Michne W F, Schroeder J D, Bailey T R, Neumann H C, Cooke D, Young D C, Hughes J V, Kingsley S D, Ryan K A, Putz H S
Department of Medicinal Chemistry, Sterling Winthrop Pharmaecuticals Research Division, Collegeville, Pennsylvania 19426-0900, USA.
J Med Chem. 1995 Aug 18;38(17):3197-206. doi: 10.1021/jm00017a003.
Inhibition of the HIV-1 nuclear regulatory protein tat could potentially yield particularly useful drugs because it functions as an activator of transcription. It has no known cellular counterpart, and deletions in the tat gene destroy the ability of HIV-1 to replicate. We recently reported that a structurally unique class of tat inhibitors, 3-keto/enol 4,5-alpha-epoxy steroids bearing electron-withdrawing substituents at position 2, specifically inhibit tat-induced gene expression in virus free transfected SW480 cells. In this paper, we report on additional SAR (structure-activity relationships) for the steroid series and the localization of the pharmacophore to the A-ring functionality. There is a weak enantioselective preference for the natural steroid stereochemistry and hints of additional SAR in the electron-withdrawing group. Compound 34a is of particular interest in that it inhibits HIV replication in H9 cells at a concentration equivalent to its inhibitory level in the primary tat assay.
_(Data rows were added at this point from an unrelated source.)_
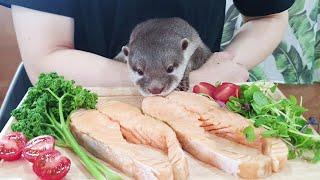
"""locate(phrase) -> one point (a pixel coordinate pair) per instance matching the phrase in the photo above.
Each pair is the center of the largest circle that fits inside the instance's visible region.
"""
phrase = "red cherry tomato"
(225, 91)
(11, 146)
(51, 165)
(37, 145)
(204, 88)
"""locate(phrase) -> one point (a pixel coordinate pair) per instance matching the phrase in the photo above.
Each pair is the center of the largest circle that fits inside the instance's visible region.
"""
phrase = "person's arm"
(256, 39)
(46, 44)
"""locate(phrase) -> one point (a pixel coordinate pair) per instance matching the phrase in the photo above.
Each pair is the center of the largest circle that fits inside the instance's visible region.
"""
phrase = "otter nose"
(155, 90)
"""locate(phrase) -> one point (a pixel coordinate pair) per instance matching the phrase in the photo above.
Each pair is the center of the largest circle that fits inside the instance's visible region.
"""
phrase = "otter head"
(157, 68)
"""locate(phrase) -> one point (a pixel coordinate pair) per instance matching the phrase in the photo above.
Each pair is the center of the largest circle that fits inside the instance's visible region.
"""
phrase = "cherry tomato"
(11, 146)
(37, 145)
(225, 91)
(51, 165)
(204, 88)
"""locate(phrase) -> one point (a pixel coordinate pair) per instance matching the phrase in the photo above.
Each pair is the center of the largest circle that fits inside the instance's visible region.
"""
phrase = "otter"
(160, 54)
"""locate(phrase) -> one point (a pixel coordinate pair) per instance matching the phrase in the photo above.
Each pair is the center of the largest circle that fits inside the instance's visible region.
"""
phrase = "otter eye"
(170, 69)
(140, 72)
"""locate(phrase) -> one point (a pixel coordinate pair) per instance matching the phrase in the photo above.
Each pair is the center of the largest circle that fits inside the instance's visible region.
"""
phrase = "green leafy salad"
(281, 118)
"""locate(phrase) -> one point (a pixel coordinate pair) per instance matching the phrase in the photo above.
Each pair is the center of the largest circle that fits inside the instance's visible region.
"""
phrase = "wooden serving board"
(295, 169)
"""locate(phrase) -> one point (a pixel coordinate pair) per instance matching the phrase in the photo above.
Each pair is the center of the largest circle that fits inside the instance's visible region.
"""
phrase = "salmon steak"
(104, 139)
(229, 156)
(141, 129)
(230, 125)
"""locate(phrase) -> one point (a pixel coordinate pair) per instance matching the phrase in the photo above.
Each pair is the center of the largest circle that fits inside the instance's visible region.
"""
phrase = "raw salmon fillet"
(103, 138)
(228, 156)
(141, 129)
(230, 125)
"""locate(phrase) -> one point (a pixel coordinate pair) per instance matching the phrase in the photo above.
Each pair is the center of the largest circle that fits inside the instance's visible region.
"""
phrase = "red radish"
(204, 88)
(11, 146)
(37, 145)
(222, 93)
(9, 150)
(51, 165)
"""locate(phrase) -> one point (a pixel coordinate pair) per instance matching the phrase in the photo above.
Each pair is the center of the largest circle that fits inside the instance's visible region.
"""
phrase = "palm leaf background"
(302, 29)
(317, 51)
(289, 63)
(297, 58)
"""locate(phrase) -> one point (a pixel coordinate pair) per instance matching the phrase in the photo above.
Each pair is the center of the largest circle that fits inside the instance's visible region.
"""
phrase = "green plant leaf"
(315, 11)
(290, 64)
(257, 74)
(302, 29)
(249, 133)
(317, 49)
(229, 25)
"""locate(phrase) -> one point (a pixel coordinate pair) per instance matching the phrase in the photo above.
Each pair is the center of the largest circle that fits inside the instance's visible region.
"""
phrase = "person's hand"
(219, 67)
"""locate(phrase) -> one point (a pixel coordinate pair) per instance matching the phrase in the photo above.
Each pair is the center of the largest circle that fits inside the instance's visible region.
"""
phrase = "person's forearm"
(257, 38)
(85, 68)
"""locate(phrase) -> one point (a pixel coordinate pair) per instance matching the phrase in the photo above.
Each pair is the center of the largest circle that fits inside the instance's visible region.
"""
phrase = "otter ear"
(184, 43)
(125, 50)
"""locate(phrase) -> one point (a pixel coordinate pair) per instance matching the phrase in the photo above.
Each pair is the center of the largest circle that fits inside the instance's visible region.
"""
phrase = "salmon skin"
(230, 125)
(141, 129)
(104, 139)
(231, 157)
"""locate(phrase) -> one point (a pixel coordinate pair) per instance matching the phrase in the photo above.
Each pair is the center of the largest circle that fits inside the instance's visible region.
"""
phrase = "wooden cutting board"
(295, 169)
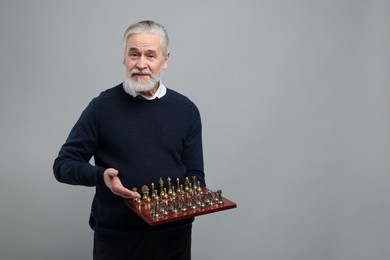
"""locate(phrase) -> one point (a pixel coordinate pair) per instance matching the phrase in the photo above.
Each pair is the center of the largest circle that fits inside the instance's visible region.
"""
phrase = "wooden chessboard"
(143, 209)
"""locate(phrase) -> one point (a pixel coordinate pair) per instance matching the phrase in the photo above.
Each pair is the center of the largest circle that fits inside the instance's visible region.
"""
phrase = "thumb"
(111, 172)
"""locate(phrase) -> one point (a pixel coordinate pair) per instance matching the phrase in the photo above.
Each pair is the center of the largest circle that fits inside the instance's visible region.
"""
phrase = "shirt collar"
(161, 91)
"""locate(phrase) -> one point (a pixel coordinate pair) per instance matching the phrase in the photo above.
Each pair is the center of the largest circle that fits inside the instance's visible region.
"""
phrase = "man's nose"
(141, 64)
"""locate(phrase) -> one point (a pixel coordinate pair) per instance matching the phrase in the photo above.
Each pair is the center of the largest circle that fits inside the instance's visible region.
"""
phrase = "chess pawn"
(199, 188)
(163, 208)
(195, 186)
(145, 191)
(156, 196)
(187, 184)
(161, 187)
(209, 198)
(178, 185)
(190, 202)
(218, 197)
(169, 186)
(153, 195)
(165, 194)
(182, 206)
(136, 200)
(199, 200)
(154, 211)
(173, 191)
(173, 207)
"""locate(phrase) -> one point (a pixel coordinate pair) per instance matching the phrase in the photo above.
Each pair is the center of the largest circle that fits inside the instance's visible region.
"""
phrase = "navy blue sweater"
(144, 140)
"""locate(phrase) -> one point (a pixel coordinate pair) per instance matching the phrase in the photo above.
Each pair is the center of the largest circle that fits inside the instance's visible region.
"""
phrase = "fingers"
(118, 189)
(113, 182)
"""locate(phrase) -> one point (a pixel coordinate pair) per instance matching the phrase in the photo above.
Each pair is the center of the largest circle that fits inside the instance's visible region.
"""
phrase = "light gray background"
(294, 97)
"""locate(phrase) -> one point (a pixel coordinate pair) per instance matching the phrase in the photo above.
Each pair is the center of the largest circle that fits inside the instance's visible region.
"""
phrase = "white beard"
(138, 85)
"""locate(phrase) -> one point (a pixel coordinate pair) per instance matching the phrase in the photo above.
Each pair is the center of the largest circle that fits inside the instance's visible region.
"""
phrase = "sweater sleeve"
(193, 149)
(72, 166)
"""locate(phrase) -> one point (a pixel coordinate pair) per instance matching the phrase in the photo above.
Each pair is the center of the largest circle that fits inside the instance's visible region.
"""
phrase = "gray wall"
(294, 97)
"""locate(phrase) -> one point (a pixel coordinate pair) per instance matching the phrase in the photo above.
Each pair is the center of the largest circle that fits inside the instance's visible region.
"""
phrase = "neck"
(151, 92)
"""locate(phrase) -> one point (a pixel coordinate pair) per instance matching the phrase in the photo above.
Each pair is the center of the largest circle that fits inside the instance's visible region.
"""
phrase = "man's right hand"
(113, 182)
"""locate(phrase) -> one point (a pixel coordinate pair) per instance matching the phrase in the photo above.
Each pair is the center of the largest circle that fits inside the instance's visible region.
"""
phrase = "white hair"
(148, 27)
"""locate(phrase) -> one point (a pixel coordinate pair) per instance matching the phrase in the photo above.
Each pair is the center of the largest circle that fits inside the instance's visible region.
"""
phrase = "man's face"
(144, 60)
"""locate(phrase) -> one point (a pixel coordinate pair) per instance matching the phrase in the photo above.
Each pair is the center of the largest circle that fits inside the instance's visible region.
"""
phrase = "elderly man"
(138, 132)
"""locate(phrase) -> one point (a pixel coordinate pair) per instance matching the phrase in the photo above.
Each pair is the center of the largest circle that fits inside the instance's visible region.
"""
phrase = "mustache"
(140, 72)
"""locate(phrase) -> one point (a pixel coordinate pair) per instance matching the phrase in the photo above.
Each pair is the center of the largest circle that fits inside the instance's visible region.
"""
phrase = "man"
(138, 132)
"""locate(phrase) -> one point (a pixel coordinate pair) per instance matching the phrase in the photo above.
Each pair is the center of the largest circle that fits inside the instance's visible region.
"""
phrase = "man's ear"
(165, 65)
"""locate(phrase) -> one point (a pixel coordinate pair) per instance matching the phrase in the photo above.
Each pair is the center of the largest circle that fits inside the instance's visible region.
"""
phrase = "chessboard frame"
(143, 209)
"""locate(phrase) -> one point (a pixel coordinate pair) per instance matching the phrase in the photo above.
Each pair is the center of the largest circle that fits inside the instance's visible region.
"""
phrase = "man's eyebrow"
(151, 52)
(132, 49)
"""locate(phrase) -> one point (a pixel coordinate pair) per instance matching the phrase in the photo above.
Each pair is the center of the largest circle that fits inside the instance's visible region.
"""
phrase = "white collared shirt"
(161, 91)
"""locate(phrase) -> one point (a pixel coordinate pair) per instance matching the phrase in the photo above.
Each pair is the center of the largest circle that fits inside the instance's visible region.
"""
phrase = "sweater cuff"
(99, 176)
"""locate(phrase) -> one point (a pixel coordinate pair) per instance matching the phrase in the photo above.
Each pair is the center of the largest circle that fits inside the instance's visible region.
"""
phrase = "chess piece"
(182, 206)
(169, 186)
(209, 198)
(162, 193)
(195, 186)
(218, 197)
(199, 200)
(165, 194)
(173, 205)
(173, 191)
(153, 195)
(145, 191)
(199, 187)
(136, 200)
(190, 201)
(178, 185)
(163, 208)
(186, 184)
(154, 212)
(156, 196)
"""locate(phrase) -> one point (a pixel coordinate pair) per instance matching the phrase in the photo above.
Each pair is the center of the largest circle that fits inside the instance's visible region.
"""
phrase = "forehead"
(144, 41)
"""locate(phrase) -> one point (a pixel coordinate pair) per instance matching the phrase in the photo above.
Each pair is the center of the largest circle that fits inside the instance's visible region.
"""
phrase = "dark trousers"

抑制HIV-1核调节蛋白tat可能会产生特别有用的药物,因为它作为转录激活剂发挥作用。它没有已知的细胞对应物,tat基因的缺失会破坏HIV-1的复制能力。我们最近报道了一类结构独特的tat抑制剂,即在2位带有吸电子取代基的3-酮/烯醇4,5-α-环氧类固醇,能特异性抑制无病毒转染的SW480细胞中tat诱导的基因表达。在本文中,我们报告了类固醇系列的更多构效关系(SAR)以及药效团在A环功能上的定位。对天然类固醇立体化学存在较弱的对映选择性偏好,并且在吸电子基团中存在更多构效关系的线索。化合物34a特别令人感兴趣,因为它在H9细胞中抑制HIV复制的浓度与其在初级tat检测中的抑制水平相当。